George W. Bush once observed that “the desire for freedom resides in every human heart.” That sure sounds nice. Is it true? We think the jury is still out on that. At the very least, we’d suggest that there are other less-noble-sounding desires competing for a place. One of these is the desire for servitude and conformity. In The Spirit of the Laws, Montesquieu said that “government should be set up so that no man need be afraid of another.” Montesquieu, together with John Locke, was one of the most important influences on the political philosophy of the Founding Fathers. But we’ve come a long way since Madison and Hamilton limned the ideals of a limited government of enumerated powers that put a premium on individual liberty. The American-born English novelist Lionel Shriver helped measure the distance traveled in an essay for City Journal on the progress of covid hysteria in squelching freedom, not just in the actions of an overbearing state but also, and perhaps more crucially, in the growing habit of subservience in the population at large.

What if “we the people” decide that liberty is too scary, too difficult, too troublesome to maintain?

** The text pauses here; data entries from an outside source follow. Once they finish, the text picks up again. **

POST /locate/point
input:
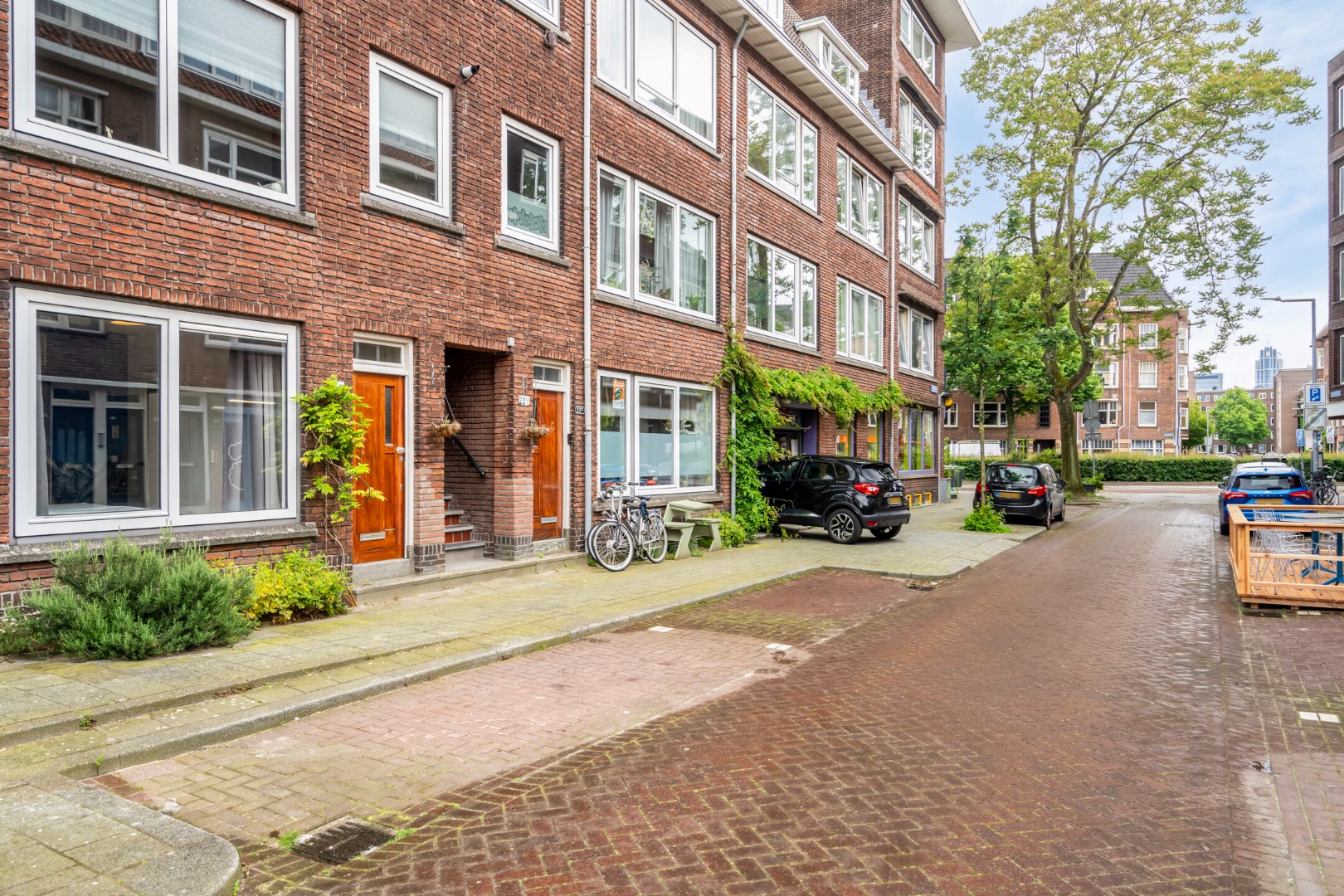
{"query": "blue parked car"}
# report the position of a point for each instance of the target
(1261, 484)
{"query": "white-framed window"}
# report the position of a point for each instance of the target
(917, 139)
(656, 433)
(917, 240)
(992, 412)
(670, 246)
(409, 141)
(782, 293)
(859, 207)
(650, 52)
(918, 39)
(858, 323)
(914, 336)
(138, 416)
(234, 74)
(782, 145)
(530, 193)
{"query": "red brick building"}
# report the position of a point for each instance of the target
(1146, 382)
(509, 217)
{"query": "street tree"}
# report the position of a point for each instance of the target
(1198, 426)
(1127, 127)
(1239, 419)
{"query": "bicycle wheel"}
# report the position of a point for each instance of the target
(655, 539)
(611, 546)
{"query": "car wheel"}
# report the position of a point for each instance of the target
(843, 525)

Shriver focuses on the situation in Britain, but what she says has equal pertinence to what is unfolding in the Untied States and elsewhere. A good 27 percent of Britons, she reports, “want to impose a government-mandated nationwide curfew of 10 p.m. . . . ‘until the pandemic was under control worldwide,’ which might be years from now.” More sobering, nearly 20 percent would impose such a curfew permanently, regardless of the risk of covid. Even more extraordinary, 64 percent want Britain to mandate masks in shops and on public transport for the duration of the pandemic, while “an astounding 51 percent want to be masked by law, forever.”

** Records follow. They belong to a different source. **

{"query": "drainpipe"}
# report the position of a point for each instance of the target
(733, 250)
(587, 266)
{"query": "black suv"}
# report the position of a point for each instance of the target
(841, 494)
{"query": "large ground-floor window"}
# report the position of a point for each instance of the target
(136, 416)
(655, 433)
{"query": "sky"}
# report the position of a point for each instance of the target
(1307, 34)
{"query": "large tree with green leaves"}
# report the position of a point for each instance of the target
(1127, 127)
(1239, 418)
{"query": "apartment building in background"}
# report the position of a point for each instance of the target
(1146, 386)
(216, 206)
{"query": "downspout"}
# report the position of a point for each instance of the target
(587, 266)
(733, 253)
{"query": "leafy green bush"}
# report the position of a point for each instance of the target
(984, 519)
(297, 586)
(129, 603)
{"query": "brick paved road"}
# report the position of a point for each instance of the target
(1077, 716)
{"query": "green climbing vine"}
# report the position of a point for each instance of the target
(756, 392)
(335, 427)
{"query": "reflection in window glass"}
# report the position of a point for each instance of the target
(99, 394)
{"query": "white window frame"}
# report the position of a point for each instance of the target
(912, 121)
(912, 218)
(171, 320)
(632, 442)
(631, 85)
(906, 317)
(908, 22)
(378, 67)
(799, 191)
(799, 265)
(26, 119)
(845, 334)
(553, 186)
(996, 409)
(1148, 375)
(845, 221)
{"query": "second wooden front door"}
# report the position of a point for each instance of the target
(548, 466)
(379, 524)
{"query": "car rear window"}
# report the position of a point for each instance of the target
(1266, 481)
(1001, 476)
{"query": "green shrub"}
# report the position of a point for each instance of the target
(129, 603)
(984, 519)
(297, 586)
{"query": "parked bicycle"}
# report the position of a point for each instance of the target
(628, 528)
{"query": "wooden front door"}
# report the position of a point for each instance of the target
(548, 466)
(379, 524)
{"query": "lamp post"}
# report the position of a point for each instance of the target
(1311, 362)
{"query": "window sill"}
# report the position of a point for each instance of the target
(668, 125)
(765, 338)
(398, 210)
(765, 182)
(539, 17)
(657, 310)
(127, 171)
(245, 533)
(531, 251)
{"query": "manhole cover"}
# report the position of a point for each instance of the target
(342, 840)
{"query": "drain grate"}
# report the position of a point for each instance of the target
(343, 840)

What these depressing numbers tell us, Shriver rightly observes, is that “far from yearning for their historic liberties as ‘free-born Englishmen,’ ” some eight out of ten Britons are “ ‘anxious’ about lifting any of their government’s copious pandemic restrictions.” Many even appear “in love . . . with the state of captivity itself.” The same, alas, goes for a sizable part of the American population. Madison and Hamilton and the other Founding Fathers labored mightily to produce a form of government that supported liberty. But what if “we the people” decide that liberty is too scary, too difficult, too troublesome to maintain? What then?